Betel lo miró asustada. ¿Irse con ese hombre? ¿Cómo se atrevía a reclamar nada cuando la había abandonado totalmente y jamás se preocupó por lo que le pasara a ella o a sus niños? 

— ¿Estás loco? — Preguntó casi sin aliento. — ¿Cómo diablos me voy a ir con alguien que me dejó en la estacada y no le importó si teníamos para comer o no? 

— Pero te las arreglaste muy bien, por lo que me han contado. — Respondió este, con cinismo. — Mírate ahora, se ve que estás usando ropa fina. ¿Cuánto dinero te ha dado ese hombre? Dile que quiero a mis hijos y a mi mujer de regreso conmigo. O tú dime... ¿Cuánto crees que esté dispuesto a pagarme por dejárselos? 

Betel, aterrada, se dio la vuelta y corrió hacia el despacho contable donde trabajaba su jefa Magdala, entró como una tromba, casi sin aliento y, una vez dentro, se dejó caer de rodillas llorando desgarradoramente. 

Magdala y su cuñado Ulises, asustados, se acercaron rápidamente a ella. 

— ¿Qué te pasa, Betel? — Preguntó Magdala con preocupación. — ¿Le pasó algo a tus niños? 
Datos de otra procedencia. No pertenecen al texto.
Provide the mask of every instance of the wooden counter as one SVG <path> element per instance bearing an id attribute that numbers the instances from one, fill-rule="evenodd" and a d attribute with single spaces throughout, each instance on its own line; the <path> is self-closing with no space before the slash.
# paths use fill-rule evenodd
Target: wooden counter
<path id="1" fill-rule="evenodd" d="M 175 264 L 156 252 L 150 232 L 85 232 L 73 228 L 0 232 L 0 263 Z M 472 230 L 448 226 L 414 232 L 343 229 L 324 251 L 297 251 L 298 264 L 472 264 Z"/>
— ¿Qué tienes, mujer? — Preguntó Ulises asustado, agachándose frente a ella. 

La mujer, como pudo, les contó lo que había sucedido. En cuanto Ulises terminó de escuchar se levantó del suelo visiblemente furioso. 

— Hijo de la gran puta... — Masculló al tiempo que sacaba su celular para enviar un mensaje de voz. — Muchachos, tenemos un problema muy grande, los veo lo antes posible en la casa de E y lleven al tuerto. 

Luego, se giró hacia Magdala. 

— Entretenla aquí, por favor. — Le dijo a su cuñada. — Ese imbécil creo que aún no se entera de quiénes son los hermanos Valdez.